Read what is said of Jezebel, of her serving Baal, of her slaying the prophets of the Lord, and her trying to slay Elijah, also of her treachery in relation to Naboth's vineyard, in R. 132. The same number explains Elijah's prediction and the horrible death of Jezebel. It was predicted that dogs would lick the blood of Ahab, and eat the flesh of Jezebel. In a good sense (as in Matt. 15:27-28) dogs represent a simple but earnest desire for the good things of heaven. But in an evil sense, as here, they represent the enjoyment of evil and of defiling what is innocent and good. The soul will miserably perish if the love of selfish pleasure is allowed to have its way till conscience is destroyed. Compare the punishment of Jezebel in Rev. 2:20-23. (A.9231)

Lesson 62: 1 Kings 22:1-28

MICAIAH THE PROPHET

The Story

Junior

Show me on the map where the Assyrian kingdom was, with its center at Nineveh, and its provinces reaching far on every side. Show me the smaller and nearer neighbor of Israel, Syria, and Damascus its great city. At the time of our story, there were now leagues of friendship, and now wars, among the three kingdoms, Israel, Judah, and Syria. There was the war of Asa, king of Judah, with Israel, in which he had the help of Ben-hadad, king of Syria. (1 Kings 15:16-20) Then there was the war in which Ben-hadad, a son of the other king of the same name, in the days of Ahab, besieged Samaria but was driven away. And again the Syrians came the following year and were defeated, but Ahab spared the king's life. (1 Kings 20)

After this, as we learn in our new lesson, there were three years without war between Syria and Israel. It would seem, however, that Ben-hadad had not fully kept his promise to Ahab, to return to him the cities which his father had taken from Israel (1 Kings 20:34), for we learn that he still held the city of Ramoth, in the land of Gilead, beyond Jordan, which was one of the cities belonging to the tribe of Gad. (Joshua 20:8) What other city of Gilead did we learn of in the days when Saul was king? (1 Sam. 11) You will find Jabesh marked on the map, to the north, and Ramoth to the south of the brook Jabbok, but the position of Ramoth is not surely known.

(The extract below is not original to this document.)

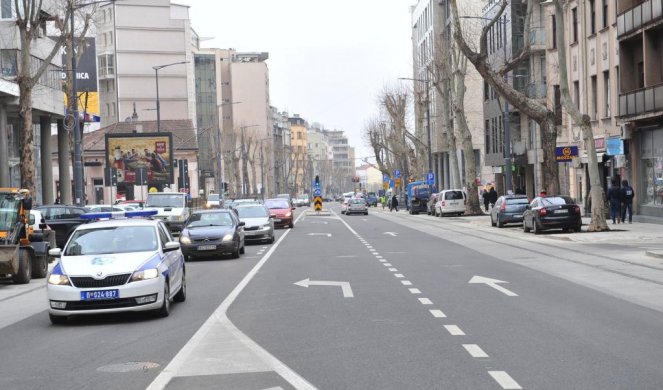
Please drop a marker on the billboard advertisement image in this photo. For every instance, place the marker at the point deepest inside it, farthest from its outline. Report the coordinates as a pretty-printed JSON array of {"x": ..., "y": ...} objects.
[{"x": 129, "y": 152}]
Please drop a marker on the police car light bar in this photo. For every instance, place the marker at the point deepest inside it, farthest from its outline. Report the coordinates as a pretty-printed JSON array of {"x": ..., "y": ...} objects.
[{"x": 120, "y": 214}]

Peace had lasted three years when Ahab proposed to take back Ramoth from the Syrians. Jehoshaphat, king of Judah, was with him at the time, and he agreed to go with him to the war, with men and horses. Jehoshaphat was a good king. You see this in his wish to have a prophet of the Lord consulted before going to war. It is also said, in verse 43, that he walked in all the ways of Asa his father, doing right in the eyes of the Lord. Look back to 1 Kings 15:9-24, to see what is said of Asa. It makes us feel sorry, to see Jehoshaphat in league with Ahab and going to war with him; it is a good king in league with one not good.

As we read of four hundred prophets, we remember how a hundred prophets had been saved from Jezebel, hidden by fifty in a cave (1 Kings 18:13); and presently we hear again of companies of prophets in Bethel and Jericho. (2 Kings 2:1-7) The prophets told Ahab to go, and that he would succeed; but they spoke from a lying spirit. At last one prophet was brought, Micaiah, whom Ahab hated. (Why?) Even he at first said to Ahab, "Go, and prosper." But this was not his real message. When he spoke from the Spirit of the Lord, he said, "I saw all Israel scattered upon the hills, as sheep that have not a shepherd." You can imagine what this prophecy meant, and in our next lesson we shall learn how it was fulfilled. With this warning sounding in their ears the kings set out to do what Ahab had set his heart on doing.

1. Who was Ahab? Who was Jehoshaphat? What did they attempt together?

2. What advice did the prophets give? Why?

3. Who spoke the true message? What was it?

SPIRITUAL STUDY

Intermediate

Israel and Judah still represent the heavenly understanding and will; though now they represent these not in their beauty and strength, but weakened and perverted. Here a good king of Judah is in league with a bad king of Israel. So a good intention, a kind feeling, may be led astray by false understanding. (A. 4292, 4750; E. 433)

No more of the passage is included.